On sent qu’on est là, quel que soit notre âge, à réfléchir ensemble. Et le temps qui passe, on peut le sentir ? demande Valerio. C’est le pari que veut remporter ce projet. Avec les différents objets de 1985, cassettes, vieux téléphones, machine à écrire, walkman, on ressent le temps qui a passé. Et devant la peur du futur qui envahit par instant tout l’espace scénique, sous la forme d’un vieillard masqué, d’ours polaires à la dérive ou encore de l’obscurité la plus totale, on réfléchit peut-être un peu à son propre futur, ou à celui de l’humanité.

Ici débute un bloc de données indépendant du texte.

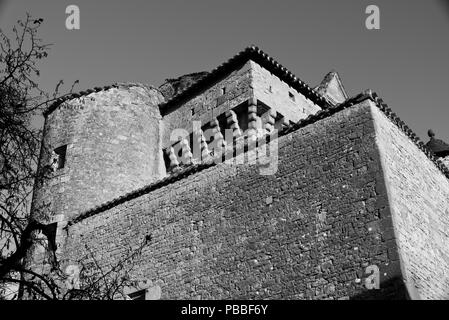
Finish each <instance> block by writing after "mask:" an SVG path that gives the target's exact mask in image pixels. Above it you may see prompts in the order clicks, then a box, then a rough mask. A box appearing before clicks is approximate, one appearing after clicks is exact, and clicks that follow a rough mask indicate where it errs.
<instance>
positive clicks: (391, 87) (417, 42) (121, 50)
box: [0, 0, 449, 142]
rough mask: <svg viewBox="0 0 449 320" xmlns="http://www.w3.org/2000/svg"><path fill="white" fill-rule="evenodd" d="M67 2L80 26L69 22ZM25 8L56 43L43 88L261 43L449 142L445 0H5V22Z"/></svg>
mask: <svg viewBox="0 0 449 320" xmlns="http://www.w3.org/2000/svg"><path fill="white" fill-rule="evenodd" d="M445 2H446V3H445ZM70 4H76V5H78V6H79V8H80V12H81V29H80V30H75V31H69V30H67V29H66V28H65V19H66V14H65V8H66V6H68V5H70ZM369 4H375V5H377V6H378V7H379V8H380V13H381V15H380V27H381V29H380V30H367V29H366V28H365V18H366V14H365V8H366V6H367V5H369ZM27 11H28V12H30V13H31V14H33V15H34V16H35V17H42V18H44V24H43V26H42V30H41V31H42V32H41V35H42V38H44V40H45V41H46V42H50V43H53V44H54V46H53V48H52V49H51V52H50V56H49V58H48V59H47V61H46V62H44V63H42V64H41V70H42V77H41V83H42V86H43V87H44V88H47V89H53V88H54V86H55V85H56V83H57V82H58V80H59V79H63V80H64V81H65V83H66V84H69V83H71V82H73V81H74V80H76V79H79V80H80V86H79V87H78V88H79V89H80V90H82V89H86V88H89V87H94V86H102V85H106V84H110V83H113V82H116V81H120V82H121V81H133V82H144V83H149V84H154V85H159V84H160V83H161V82H163V80H164V79H166V78H170V77H175V76H178V75H181V74H185V73H190V72H196V71H201V70H211V69H213V68H215V67H216V66H217V65H219V64H221V63H222V62H224V61H225V60H227V59H229V58H230V57H232V56H233V55H234V54H236V53H237V52H238V51H240V50H242V49H243V48H244V47H246V46H248V45H251V44H256V45H258V46H259V47H260V48H261V49H263V50H264V51H265V52H267V53H268V54H270V55H271V56H273V57H274V58H275V59H277V60H278V61H279V62H280V63H282V64H283V65H284V66H285V67H287V68H288V69H290V70H291V71H292V72H293V73H295V74H296V75H297V76H298V77H299V78H301V79H302V80H304V81H305V82H306V83H308V84H310V85H312V86H315V85H316V84H318V83H319V82H320V81H321V79H322V78H323V77H324V75H325V74H326V73H327V72H328V71H329V70H331V69H336V70H337V71H338V72H339V73H340V75H341V77H342V79H343V83H344V85H345V87H346V89H347V90H348V92H349V94H350V95H355V94H357V93H359V92H360V91H362V90H364V89H367V88H371V89H373V90H375V91H376V92H378V94H379V95H380V96H381V97H382V98H383V99H384V100H385V102H387V103H388V104H389V106H390V107H391V108H392V109H393V111H394V112H396V113H397V114H398V115H399V116H400V117H401V118H402V120H404V121H405V122H407V123H408V124H409V125H410V126H411V128H412V129H413V130H414V131H415V132H416V133H417V134H418V135H419V136H420V137H421V138H422V139H423V140H424V141H427V135H426V132H427V129H428V128H433V129H434V131H436V133H437V137H440V138H442V139H445V140H446V141H448V142H449V127H448V120H449V102H448V97H449V95H448V93H449V80H448V75H449V59H448V58H449V5H448V4H447V1H443V0H433V1H431V0H426V1H424V0H422V1H410V0H394V1H392V0H371V1H363V0H340V1H336V0H327V1H324V0H310V1H309V0H308V1H305V0H301V1H300V0H291V1H290V0H276V1H274V0H272V1H267V0H244V1H243V0H238V1H235V0H226V1H224V0H220V1H215V0H189V1H187V0H177V1H173V0H164V1H162V0H161V1H159V0H151V1H148V0H145V1H144V0H143V1H137V0H127V1H123V0H120V1H112V0H108V1H99V0H95V1H87V0H71V1H60V0H58V1H56V0H54V1H49V0H39V1H31V0H30V1H22V0H14V1H6V2H5V1H2V0H0V27H1V28H2V29H10V28H11V27H12V25H13V24H14V22H15V21H16V20H17V19H19V18H23V17H24V15H25V12H27Z"/></svg>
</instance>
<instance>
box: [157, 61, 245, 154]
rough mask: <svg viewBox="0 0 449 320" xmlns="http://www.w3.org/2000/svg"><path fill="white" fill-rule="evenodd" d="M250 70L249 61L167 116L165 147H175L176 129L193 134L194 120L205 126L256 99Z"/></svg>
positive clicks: (165, 130) (166, 116)
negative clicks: (245, 103) (242, 104)
mask: <svg viewBox="0 0 449 320" xmlns="http://www.w3.org/2000/svg"><path fill="white" fill-rule="evenodd" d="M250 68H251V63H250V61H248V62H247V63H245V65H244V66H242V67H241V68H240V69H237V70H235V71H233V72H232V73H231V74H229V75H228V76H226V77H225V78H224V79H222V80H220V81H219V82H217V83H215V84H214V85H212V86H211V87H210V88H208V89H206V90H205V91H204V92H202V93H201V94H199V95H197V96H196V97H194V98H193V99H190V100H188V101H187V102H185V103H183V104H180V105H179V106H177V107H176V109H175V110H174V111H171V112H170V113H168V114H167V115H165V116H164V117H163V122H162V128H163V129H162V132H163V136H162V141H163V145H162V147H163V148H166V147H167V146H169V145H172V144H173V142H174V141H170V135H171V134H172V132H173V130H175V129H184V130H186V131H187V132H192V131H193V126H192V122H193V121H201V124H202V125H204V124H206V123H209V122H210V121H211V120H212V119H214V118H216V117H217V116H219V115H221V114H223V113H225V112H226V111H227V110H230V109H232V108H234V107H237V106H238V105H240V104H241V103H243V102H245V101H247V100H248V99H250V97H252V88H251V71H250ZM223 91H224V92H223ZM175 141H177V140H175Z"/></svg>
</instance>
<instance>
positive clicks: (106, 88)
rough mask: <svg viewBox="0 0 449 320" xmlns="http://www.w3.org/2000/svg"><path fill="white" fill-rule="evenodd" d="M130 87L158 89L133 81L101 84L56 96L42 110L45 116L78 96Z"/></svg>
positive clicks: (141, 83) (151, 86)
mask: <svg viewBox="0 0 449 320" xmlns="http://www.w3.org/2000/svg"><path fill="white" fill-rule="evenodd" d="M131 87H141V88H145V89H154V90H157V91H160V90H159V89H158V88H156V87H154V86H151V85H148V84H143V83H134V82H116V83H113V84H111V85H107V86H103V87H94V88H93V89H87V90H84V91H80V92H77V93H69V94H66V95H64V96H62V97H60V98H58V99H55V101H54V102H53V103H52V104H51V105H50V106H49V107H48V108H47V109H46V110H45V111H44V116H45V117H46V116H48V115H49V114H50V113H52V112H53V111H54V110H55V109H56V108H58V107H59V106H60V105H61V104H62V103H63V102H65V101H68V100H72V99H76V98H80V97H83V96H87V95H89V94H91V93H94V92H99V91H106V90H109V89H111V88H124V89H128V88H131Z"/></svg>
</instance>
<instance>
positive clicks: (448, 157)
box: [426, 129, 449, 169]
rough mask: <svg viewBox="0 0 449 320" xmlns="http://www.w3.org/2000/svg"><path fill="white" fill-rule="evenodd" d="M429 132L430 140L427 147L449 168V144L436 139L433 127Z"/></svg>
mask: <svg viewBox="0 0 449 320" xmlns="http://www.w3.org/2000/svg"><path fill="white" fill-rule="evenodd" d="M427 134H428V135H429V137H430V140H429V142H427V144H426V147H427V148H428V149H429V150H430V151H432V152H433V154H434V155H435V156H436V157H437V158H439V159H440V160H441V161H442V162H443V163H444V164H445V165H446V167H447V168H448V169H449V144H447V143H446V142H444V141H443V140H440V139H436V138H435V133H434V132H433V131H432V129H430V130H429V131H428V133H427Z"/></svg>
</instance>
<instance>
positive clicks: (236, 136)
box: [226, 110, 242, 140]
mask: <svg viewBox="0 0 449 320" xmlns="http://www.w3.org/2000/svg"><path fill="white" fill-rule="evenodd" d="M226 122H227V124H228V127H229V128H230V129H231V130H232V137H233V139H234V140H235V139H237V138H238V137H240V136H241V135H242V131H241V130H240V126H239V121H238V119H237V115H236V113H235V112H234V111H232V110H228V111H226Z"/></svg>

Parce que la compagnie KAJIBI EXPRESS n’en reste pas au dialogue avec le public. Après des moments de questionnements, elle « expérimente » le temps scéniquement, avec par exemple la reconstitution d’une scène des années huitante, quand Katy était ado et avait la tignasse des stars de l’époque.

Ce défi lancé au temps est aussi un défi lancé à l’espace, que la mise en scène relève brillamment : aucune partie du décor n’est laissée pour compte. Les blocs de sagex sont d’abord une construction abstraite, puis des meubles en 1985 et enfin des morceaux d’iceberg flottants sur la grande surface bleue de la plateforme. Ces expérimentations spatio-temporelles sont soutenues par des bandes sonores, entre musiques hallucinatoires qui évoquent le futur et melting-pot de chansons et de bribes d’informations tirées d’enregistrements radiophoniques passés.